The 2004 post-election political commentaries that ensue from the media are familiar echoes of a Shakespearean line uttered on stage few hundred years earlier:
There is a tide in the affairs of men,
Which, taken at the flood, leads on to fortune;
Omitted, all the voyage of their life
Is bound in shallows and in miseries
Julius Caesar
Act IV, Scene 3
With the election results settled, the political pundits are now dispensing the "render unto Caesar the things which are Caesar's" advices for governance. Some are even contriving a social-political agenda on "render unto God the things that are God's." The latter prospect is promulgated by the minority political party for its failing to anticipate the rising tide of the so-called "moral values" gathered at the exit polls. Whether the perceived moral values had contributed to one party's election victory and another's defeat are still being debated.
One ought to be so careful when considering a religion makeover for the purpose of political expediency. God is not mocked (Galatians 6:7).
Faith, hope, and charity are and because of God (1 Corithians 13:13; James 1:27). They can not be grafted on by political motivations nor attained by looking to self-help gurus.
Lest one cirlces or drifts aimlessly, faith and charity are a two-oar endeavor to one rowing in the river of life. They are borne of a contrite heart, with faith and hope placed in God (Psalm 51; 1 Peter 1:19-23). The direction to row comes from an abiding heart in response to Christ's love. All because it was He who loved us first (1 John 4:19).

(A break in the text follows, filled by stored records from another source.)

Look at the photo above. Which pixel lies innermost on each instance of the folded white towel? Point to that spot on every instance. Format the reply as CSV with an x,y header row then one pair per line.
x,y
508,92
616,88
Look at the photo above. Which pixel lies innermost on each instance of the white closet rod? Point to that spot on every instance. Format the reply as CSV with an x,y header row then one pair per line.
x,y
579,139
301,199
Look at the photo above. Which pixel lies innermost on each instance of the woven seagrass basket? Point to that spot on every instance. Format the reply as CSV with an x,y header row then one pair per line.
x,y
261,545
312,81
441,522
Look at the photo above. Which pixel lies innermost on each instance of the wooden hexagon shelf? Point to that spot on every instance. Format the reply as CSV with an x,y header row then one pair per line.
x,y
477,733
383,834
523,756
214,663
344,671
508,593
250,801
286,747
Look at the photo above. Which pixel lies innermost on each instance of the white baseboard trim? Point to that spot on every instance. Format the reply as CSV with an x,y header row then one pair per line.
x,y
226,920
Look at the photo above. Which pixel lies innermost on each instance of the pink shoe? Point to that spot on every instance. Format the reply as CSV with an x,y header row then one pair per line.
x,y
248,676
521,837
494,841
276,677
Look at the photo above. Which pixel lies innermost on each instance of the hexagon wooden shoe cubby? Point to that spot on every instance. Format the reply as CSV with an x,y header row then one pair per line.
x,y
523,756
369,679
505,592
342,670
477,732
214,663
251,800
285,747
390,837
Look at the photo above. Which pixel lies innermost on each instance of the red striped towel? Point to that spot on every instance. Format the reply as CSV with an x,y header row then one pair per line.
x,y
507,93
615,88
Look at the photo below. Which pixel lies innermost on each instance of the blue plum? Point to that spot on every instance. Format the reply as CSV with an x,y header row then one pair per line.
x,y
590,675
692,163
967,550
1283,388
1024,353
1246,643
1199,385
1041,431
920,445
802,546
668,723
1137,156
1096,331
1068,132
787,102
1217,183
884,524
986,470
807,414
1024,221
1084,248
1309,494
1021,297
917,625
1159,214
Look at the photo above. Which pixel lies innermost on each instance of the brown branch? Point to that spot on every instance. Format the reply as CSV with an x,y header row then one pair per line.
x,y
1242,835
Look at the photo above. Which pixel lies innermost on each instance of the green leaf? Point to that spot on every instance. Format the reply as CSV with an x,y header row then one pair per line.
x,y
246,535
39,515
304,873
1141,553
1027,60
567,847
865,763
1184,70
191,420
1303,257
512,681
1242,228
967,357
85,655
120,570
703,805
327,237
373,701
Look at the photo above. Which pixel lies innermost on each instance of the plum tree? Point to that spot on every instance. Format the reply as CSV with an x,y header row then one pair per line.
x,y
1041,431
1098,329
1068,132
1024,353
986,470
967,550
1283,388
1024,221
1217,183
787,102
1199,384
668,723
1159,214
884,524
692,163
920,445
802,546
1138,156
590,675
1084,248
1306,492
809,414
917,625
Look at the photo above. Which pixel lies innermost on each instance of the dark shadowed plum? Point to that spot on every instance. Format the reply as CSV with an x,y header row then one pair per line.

We see a heart of service poured out from this faith-based poem, “I Shall Not Pass This Way Again.” This poem is an eloquent expression of a Christian woman who seeks and finds a life with purpose. A comfortable and idyllic existence is preferred but not purposeful. The Canadian poet and composer, Eva Rose York (1858 - post-1935), writes in these excerpted passages:
O God, forgive
That now I live
As if I might, sometime, return
To bless the weary ones that yearn
For help and comfort every day,-
For there be such along the way.
O God, forgive that I have seen
The beauty only, have not been
Awake to sorrow such as this;
That I have drunk the cup of bliss
Remembering not that those there be
Who drink the dregs of misery.
I love the beauty of the scene,
Would roam again o'er fields so green;
But since I may not, let me spend
My strength for others to the end,-
For those who tread on rock and stone,
And bear their burdens all alone,
Who loiter not in leafy bowers,
Nor hear the birds nor pluck the flowers,
A larger kindness give to me,
A deeper love and sympathy;
Then, O, one day
May someone say-
Remembering a lessened pain-
"Would she could pass this way again."